L'Impact va mal en cette saison pré-MLS. Le club a perdu son coach en pleine saison, son DT est de plus en plus conteste et les joueurs sont aux abonnes absent. Les blessures sont nombreuses, les buts sont très rares et les victoires encore plus. Pour ajouter à ça le contenu local est de plus en plus réduit. Est-ce que c'est assez pour vous désoler ça? Moi ça me désole à fond.

Essayons de voir comment ça se passe ailleurs maintenant question de voir si on peut se consoler. Pour commencer il faut trouver des comparables. Les deux autres provinces du pays qui accueillent des clubs de MLS sont tout indique pour la démonstration que je veux faire.
Alors au plus haut niveau le Québec, l'Ontario et la Colombie-Britannique se valent, chacune d'entre elles compte un club de premier niveau qui compte aux minimums trois joueurs canadiens. Le niveau suivant dans le soccer Nord Américain sont la NASL et la USL Pro. Encore là ça se vaut, malgré de l'intérêt et des déclarations d'intentions à gauche et droite aucun club de cette ligue ne se retrouve à partager sa marche avec la puissante MLS.
C'est au prochain niveau que les différences apparaissent. Ce niveau c'est la Premier Development League, la PDL. Pour ceux qui ne connaissent pas cette ligue on parle ici d'équipes U23, sauf pour quelques joueurs plus âgés. Ce sont pour la plupart des joueurs qui souhaitent conserver leur statut d'amateur pour être éligible au soccer universitaire américain mais qui jouent tout de même à un beau niveau. Pour vous donner une idée certaines équipes américaines de cette ligue participent à l'équivalent de notre championnat canadien, la US Open Cup. Autant l'Ontario que la Colombie-Britannique sont représenté a ce stade. La CB 3 fois et l'Ontario 5 fois. Le Québec lui est absent quoiqu'il y ait eu de l'intérêt pour un club à Québec il y a quelques années.

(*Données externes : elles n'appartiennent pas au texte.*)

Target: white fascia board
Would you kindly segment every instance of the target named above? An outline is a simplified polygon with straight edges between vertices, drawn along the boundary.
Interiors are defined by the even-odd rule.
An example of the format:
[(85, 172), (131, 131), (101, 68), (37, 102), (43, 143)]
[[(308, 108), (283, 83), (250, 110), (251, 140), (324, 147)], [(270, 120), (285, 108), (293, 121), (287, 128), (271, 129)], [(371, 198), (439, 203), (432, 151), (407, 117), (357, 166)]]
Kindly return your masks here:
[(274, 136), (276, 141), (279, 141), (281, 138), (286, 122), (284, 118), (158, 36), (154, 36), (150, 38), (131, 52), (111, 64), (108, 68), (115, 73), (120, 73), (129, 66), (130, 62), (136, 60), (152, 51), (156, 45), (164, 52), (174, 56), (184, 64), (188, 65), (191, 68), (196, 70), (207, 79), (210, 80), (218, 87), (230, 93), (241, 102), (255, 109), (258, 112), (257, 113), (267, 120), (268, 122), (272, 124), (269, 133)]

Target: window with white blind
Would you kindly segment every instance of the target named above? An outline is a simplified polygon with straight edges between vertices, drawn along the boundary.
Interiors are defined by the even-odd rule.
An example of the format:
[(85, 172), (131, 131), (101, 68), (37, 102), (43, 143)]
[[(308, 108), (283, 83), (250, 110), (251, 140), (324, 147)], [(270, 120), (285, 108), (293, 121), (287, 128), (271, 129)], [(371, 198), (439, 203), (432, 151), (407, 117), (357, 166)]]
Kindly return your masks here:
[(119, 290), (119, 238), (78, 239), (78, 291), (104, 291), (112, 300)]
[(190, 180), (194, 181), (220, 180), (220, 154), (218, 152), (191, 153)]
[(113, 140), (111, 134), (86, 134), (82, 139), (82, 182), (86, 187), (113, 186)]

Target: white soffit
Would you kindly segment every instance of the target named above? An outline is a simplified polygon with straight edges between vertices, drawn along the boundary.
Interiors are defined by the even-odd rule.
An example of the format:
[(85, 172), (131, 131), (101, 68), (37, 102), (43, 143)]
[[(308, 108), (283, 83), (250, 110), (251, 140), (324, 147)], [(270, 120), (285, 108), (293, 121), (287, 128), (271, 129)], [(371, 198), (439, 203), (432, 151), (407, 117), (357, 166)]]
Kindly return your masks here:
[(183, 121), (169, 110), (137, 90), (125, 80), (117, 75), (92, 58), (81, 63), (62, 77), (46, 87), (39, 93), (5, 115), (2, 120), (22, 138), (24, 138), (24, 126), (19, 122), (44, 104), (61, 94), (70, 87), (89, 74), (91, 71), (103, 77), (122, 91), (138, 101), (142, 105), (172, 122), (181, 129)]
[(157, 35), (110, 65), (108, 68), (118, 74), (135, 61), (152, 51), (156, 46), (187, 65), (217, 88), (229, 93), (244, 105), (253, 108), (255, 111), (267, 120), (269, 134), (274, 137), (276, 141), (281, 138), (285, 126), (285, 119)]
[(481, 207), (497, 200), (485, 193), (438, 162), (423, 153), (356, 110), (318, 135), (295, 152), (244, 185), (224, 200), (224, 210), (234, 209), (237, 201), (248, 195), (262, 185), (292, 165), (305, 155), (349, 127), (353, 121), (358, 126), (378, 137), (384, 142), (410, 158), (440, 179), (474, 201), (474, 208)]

Pour finir le portrait on doit s'attarder sur les niveaux semi-pro que sont la CSL en Ontario (en plus de l'équipe U21 de l'Impact) et la PCSL dans l'ouest. Ces deux ligues ne sont pas la huitième merveille du monde mais on peut dire que c'est plus sérieux que le niveau amateur géré par les fédérations de chaque province. La CSL ça représente un total de 13 clubs de première division chez nos voisins alors que la PCSL c'est 7 clubs de première division.
Admettons que chacun les clubs de haut niveau comptent 25 joueurs chacun et que les clubs moins prestigieux comportent 18 joueurs. Ça nous donne au total pour le Québec 43 joueurs. Pour l'Ontario on peut dénombrer 349 joueurs. Finalement pour la Colombie-Britannique ça donne 205 joueurs.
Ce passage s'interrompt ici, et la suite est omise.